In [None]:
from datascience import *
import pandas as pd
import numpy as np
import math
import matplotlib.pyplot as plt
from IPython.display import Image, display
import ipywidgets as widgets
from scipy import stats
%matplotlib inline

# Tables 

For a collection of things in the world, an array is useful for describing a single attribute of each thing. For example, among the collection of US States, an array could describe the land area of each. Tables extend this idea by describing multiple attributes for each element of a collection.

In most data science applications, we have data about many entities, but we also have several kinds of data about each entity.

When we import data later in this lab, it will import into a table format.

### Analyzing datasets
With just a few table methods, we can answer some interesting questions about datasets.

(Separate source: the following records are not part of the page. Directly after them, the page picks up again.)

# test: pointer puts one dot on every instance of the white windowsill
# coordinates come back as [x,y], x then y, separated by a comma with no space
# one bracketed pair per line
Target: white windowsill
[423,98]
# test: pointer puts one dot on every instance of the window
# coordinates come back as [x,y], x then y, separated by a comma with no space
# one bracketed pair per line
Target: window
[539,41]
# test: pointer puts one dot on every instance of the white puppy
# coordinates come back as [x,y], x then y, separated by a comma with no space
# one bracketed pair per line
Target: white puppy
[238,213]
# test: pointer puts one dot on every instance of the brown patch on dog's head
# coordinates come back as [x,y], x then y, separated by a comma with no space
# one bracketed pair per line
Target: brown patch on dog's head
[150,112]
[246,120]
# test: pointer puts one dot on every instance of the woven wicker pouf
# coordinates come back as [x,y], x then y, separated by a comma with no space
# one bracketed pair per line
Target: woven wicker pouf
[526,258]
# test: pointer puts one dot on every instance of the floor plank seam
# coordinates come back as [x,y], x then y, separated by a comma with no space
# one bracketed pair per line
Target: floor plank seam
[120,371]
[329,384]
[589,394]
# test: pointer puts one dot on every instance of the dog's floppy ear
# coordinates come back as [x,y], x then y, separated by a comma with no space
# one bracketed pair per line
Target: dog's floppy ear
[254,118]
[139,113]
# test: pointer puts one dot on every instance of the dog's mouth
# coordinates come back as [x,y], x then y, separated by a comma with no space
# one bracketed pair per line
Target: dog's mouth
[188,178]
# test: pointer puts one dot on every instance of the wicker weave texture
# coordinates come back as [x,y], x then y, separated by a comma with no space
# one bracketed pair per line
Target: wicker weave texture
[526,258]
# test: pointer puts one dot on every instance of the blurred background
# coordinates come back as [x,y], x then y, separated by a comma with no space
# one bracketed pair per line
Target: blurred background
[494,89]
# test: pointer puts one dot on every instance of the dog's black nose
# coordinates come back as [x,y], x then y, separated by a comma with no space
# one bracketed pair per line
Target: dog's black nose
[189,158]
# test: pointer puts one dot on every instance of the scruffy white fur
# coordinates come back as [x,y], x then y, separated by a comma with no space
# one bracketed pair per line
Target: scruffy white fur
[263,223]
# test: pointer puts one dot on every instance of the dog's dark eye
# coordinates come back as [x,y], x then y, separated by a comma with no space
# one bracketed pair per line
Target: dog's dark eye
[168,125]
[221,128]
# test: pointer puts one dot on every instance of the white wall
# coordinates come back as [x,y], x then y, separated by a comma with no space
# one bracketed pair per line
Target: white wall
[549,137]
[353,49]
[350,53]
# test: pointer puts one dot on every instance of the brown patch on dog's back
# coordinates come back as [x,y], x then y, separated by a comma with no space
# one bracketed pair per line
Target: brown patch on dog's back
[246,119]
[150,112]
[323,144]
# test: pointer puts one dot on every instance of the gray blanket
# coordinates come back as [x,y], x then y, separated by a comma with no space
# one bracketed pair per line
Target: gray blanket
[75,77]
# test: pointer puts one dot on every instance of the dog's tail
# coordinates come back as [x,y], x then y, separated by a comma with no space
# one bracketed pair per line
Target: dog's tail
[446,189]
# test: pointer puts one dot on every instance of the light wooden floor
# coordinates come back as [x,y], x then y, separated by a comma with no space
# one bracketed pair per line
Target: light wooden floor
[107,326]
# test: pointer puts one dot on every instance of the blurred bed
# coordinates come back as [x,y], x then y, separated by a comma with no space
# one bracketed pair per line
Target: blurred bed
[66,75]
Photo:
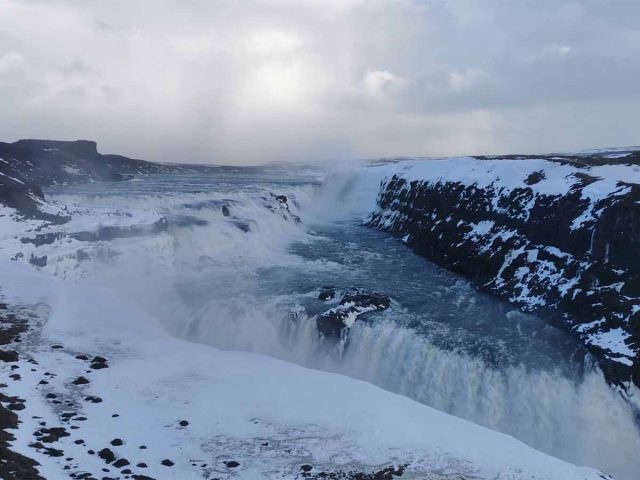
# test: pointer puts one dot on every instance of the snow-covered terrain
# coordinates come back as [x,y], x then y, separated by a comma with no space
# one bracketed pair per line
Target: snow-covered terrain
[202,408]
[549,234]
[166,292]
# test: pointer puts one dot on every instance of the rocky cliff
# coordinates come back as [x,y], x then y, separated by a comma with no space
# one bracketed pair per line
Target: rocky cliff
[557,235]
[28,165]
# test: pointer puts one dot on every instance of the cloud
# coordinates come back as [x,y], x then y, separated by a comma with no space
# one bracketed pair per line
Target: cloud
[260,80]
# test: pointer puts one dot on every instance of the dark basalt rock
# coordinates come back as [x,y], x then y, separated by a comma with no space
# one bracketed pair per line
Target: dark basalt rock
[30,165]
[388,473]
[333,323]
[281,206]
[80,381]
[121,462]
[50,435]
[107,455]
[532,251]
[327,293]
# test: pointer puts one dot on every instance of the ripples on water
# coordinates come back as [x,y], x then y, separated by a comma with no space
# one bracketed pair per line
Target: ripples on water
[442,343]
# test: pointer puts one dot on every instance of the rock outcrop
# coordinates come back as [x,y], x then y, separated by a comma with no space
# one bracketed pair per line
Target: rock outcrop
[335,322]
[557,235]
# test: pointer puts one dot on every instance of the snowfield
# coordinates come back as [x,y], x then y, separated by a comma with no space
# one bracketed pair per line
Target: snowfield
[201,410]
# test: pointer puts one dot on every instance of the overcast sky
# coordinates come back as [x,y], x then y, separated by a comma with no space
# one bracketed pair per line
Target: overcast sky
[232,81]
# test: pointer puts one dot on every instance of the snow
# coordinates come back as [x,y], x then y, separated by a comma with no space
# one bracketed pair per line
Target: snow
[235,403]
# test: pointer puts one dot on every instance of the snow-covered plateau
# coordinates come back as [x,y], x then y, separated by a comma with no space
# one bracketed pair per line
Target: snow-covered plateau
[173,322]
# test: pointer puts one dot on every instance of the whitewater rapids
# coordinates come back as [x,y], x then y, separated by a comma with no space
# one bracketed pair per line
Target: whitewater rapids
[249,281]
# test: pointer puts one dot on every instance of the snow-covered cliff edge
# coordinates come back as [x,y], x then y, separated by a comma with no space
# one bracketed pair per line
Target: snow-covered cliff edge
[558,235]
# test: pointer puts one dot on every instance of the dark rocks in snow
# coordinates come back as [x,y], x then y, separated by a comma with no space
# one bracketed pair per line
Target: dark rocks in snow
[563,256]
[121,462]
[98,363]
[29,165]
[50,435]
[281,205]
[327,293]
[80,381]
[388,473]
[38,261]
[8,356]
[107,455]
[333,323]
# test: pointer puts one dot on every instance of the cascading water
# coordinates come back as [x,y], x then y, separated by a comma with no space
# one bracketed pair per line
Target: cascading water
[248,278]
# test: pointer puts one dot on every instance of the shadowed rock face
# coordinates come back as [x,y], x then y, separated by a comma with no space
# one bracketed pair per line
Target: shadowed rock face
[28,165]
[529,249]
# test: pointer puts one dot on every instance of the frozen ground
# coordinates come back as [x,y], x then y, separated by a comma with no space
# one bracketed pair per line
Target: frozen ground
[269,416]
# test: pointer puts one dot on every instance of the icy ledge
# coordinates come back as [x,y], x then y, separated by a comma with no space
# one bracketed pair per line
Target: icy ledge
[217,414]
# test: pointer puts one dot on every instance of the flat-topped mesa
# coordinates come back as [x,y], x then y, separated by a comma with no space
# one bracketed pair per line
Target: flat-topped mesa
[79,148]
[555,235]
[28,165]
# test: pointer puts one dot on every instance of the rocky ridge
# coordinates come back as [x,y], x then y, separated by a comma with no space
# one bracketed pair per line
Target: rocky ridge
[557,235]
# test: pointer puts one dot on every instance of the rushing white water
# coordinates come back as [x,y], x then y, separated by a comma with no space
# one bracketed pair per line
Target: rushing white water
[248,281]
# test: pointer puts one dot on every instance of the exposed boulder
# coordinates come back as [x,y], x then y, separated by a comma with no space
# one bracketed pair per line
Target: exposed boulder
[334,323]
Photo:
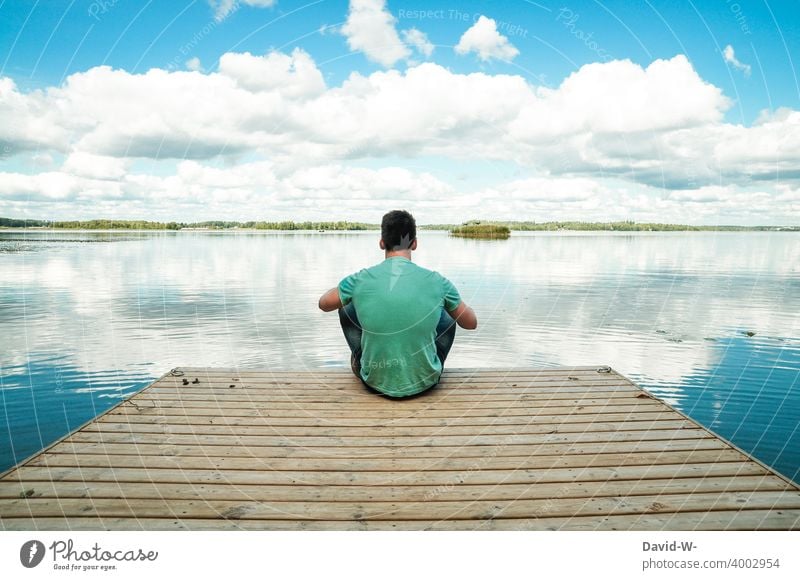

We can extract single columns, which are arrays themselves, and do math on them (averaging, max, min, etc), which we'll do on real data soon. We can also rearrange the order of rows in a table by the values in any column, add more rows or columns, filter tables to select only rows that meet certain criteria, and much more!

### Tables Essentials!

For your reference, here's a table of all the functions and methods we saw in this lab.

|Name|Example|Purpose|
|-|-|-|
|`Table`|`Table()`|Create an empty table, usually to extend with data|
|`Table.read_table`|`Table.read_table("my_data.csv")`|Create a table from a data file|
|`with_columns`|`tbl = Table().with_columns("N", np.arange(5), "2*N", np.arange(0, 10, 2))`|Create a copy of a table with more columns|
|`column`|`tbl.column("N")`|Create an array containing the elements of a column|
|`sort`|`tbl.sort("N")`|Create a copy of a table sorted by the values in a column|
|`where`|`tbl.where("N", are.above(2))`|Create a copy of a table with only the rows that match some *predicate*|
|`num_rows`|`tbl.num_rows`|Compute the number of rows in a table|
|`num_columns`|`tbl.num_columns`|Compute the number of columns in a table|
|`select`|`tbl.select("N")`|Create a copy of a table with only some of the columns|
|`drop`|`tbl.drop("2*N")`|Create a copy of a table without some of the columns|
|`take`|`tbl.take(np.arange(0, 6, 2))`|Create a copy of the table with only the rows whose indices are in the given array|


---

# UC Berkeley

We're going to start right here at UCB! These data are from Fall 2015.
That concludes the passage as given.